Jennifer Milbauer and others have joined together to protest natural gas development and demand further investigation into the health effects of methane exposure. “It’s heartbreaking when your child tells you they’re scared to live in your home,” Milbauer told a crowd of protesters last month. “We have 4,000 people still out of their houses and when they come back they get headaches and nosebleeds… so I want to call on our elected officials… to stand up to the $11 billion beast that is SoCal Gas and shut it down!”
In the second part of Schwartz’s investigation, he uncovers a political and bureaucratic runaround that seems to do everything but help Porter Ranch find closure.
In June, Marc Ching and his Animal Hope & Wellness Foundation joined Planet Experts. Marc has dedicated himself to shutting down the brutal dog slaughterhouses that supply the Asian dog meat trade. In these places, dogs are sadistically tortured, and Marc has spoken about seeing dogs literally crucified to walls with nail guns, beaten, burned alive, hung and vivisected.
Incredibly, the torture is a fundamental part of the dog meat trade, due to the belief that torture actually improves the flavor of the meat and can bestow health benefits to the consumer. This month, Marc and other activists shut down six dog slaughterhouses in China and are calling on anyone who can help give the rescued dogs a loving home.
Marc’s quest to shut down the slaughterhouses comes at great personal risk to himself, and he has been threatened and assaulted in his attempts. The videos he shares are hard to watch, but Marc’s story, and the story of these dogs, needs to be told.
In Nicaragua, Colombia and Peru, native activists are being murdered for speaking out against the exploitation of their land. Sadly, this deadly phenomenon is not new, and is only getting worse over time. Last year, Planet Experts spoke to Andrew Miller, the Washingtion, D.C. Advocacy Director for Amazon Watch, on the terror perpetrated against native Amazonians.

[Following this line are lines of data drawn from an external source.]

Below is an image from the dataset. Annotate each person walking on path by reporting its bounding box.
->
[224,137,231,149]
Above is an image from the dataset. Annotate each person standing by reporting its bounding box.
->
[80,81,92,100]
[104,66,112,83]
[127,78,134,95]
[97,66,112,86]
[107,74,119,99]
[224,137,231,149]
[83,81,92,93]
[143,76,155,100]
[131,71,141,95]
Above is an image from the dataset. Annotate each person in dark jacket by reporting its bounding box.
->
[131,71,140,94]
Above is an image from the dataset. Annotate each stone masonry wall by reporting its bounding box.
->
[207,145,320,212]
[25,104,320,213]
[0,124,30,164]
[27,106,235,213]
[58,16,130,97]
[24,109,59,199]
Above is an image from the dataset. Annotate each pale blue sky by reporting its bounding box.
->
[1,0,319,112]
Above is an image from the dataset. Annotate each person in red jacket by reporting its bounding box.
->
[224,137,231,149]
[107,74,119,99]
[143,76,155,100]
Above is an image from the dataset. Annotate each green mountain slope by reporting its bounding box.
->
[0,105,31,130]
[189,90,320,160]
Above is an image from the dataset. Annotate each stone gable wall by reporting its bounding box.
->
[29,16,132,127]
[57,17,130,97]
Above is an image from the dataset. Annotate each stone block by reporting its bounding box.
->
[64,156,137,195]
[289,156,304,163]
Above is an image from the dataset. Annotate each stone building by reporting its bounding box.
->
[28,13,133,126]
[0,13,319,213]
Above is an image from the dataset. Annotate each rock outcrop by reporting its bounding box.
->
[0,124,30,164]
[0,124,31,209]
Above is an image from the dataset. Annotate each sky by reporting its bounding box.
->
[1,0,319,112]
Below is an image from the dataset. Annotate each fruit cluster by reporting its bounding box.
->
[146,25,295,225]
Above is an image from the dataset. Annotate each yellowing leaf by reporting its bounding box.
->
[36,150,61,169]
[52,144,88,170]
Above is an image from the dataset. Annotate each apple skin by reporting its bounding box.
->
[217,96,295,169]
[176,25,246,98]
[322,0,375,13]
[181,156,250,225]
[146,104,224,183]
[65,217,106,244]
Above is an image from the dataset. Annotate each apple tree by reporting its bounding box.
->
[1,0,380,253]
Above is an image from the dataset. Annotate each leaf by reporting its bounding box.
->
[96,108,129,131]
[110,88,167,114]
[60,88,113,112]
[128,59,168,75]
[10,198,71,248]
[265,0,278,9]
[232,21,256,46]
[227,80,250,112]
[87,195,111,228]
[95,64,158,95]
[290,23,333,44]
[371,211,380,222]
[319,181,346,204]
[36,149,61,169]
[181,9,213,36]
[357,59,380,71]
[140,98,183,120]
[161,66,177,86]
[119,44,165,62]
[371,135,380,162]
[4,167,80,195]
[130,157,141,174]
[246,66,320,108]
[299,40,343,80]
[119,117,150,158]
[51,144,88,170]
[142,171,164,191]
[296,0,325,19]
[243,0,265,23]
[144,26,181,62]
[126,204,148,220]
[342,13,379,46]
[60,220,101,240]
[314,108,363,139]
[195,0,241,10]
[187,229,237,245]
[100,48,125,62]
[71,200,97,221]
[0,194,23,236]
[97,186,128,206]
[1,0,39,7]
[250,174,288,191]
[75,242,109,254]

“The degree to which they are defending their communities and peoples, indigenous (and other grassroots) leaders find themselves in direct conflict with powerful economic and political interests,” said Miller. “If you don’t go for the carrot (often involving selling out for pennies), prepare for the stick… Brazil, Peru, and Colombia are amongst the most deadly countries for environmental and land rights defenders.”
Miller added that violence is carried out against indigenous peoples “with virtual impunity” due to corruption and the increasing crackdowns on government protest.
This month, staff writer Nick Marinoff reported that native killings are up 60 percent from where they were last year. “High levels of corruption in Latin America and weak rule of law means many [land development projects] get the green light and perpetrators of violence get away with killings,” said Global Witness campaign leader Billy Kyte. “Governments and companies are more and more brazenly killing environmental activists.”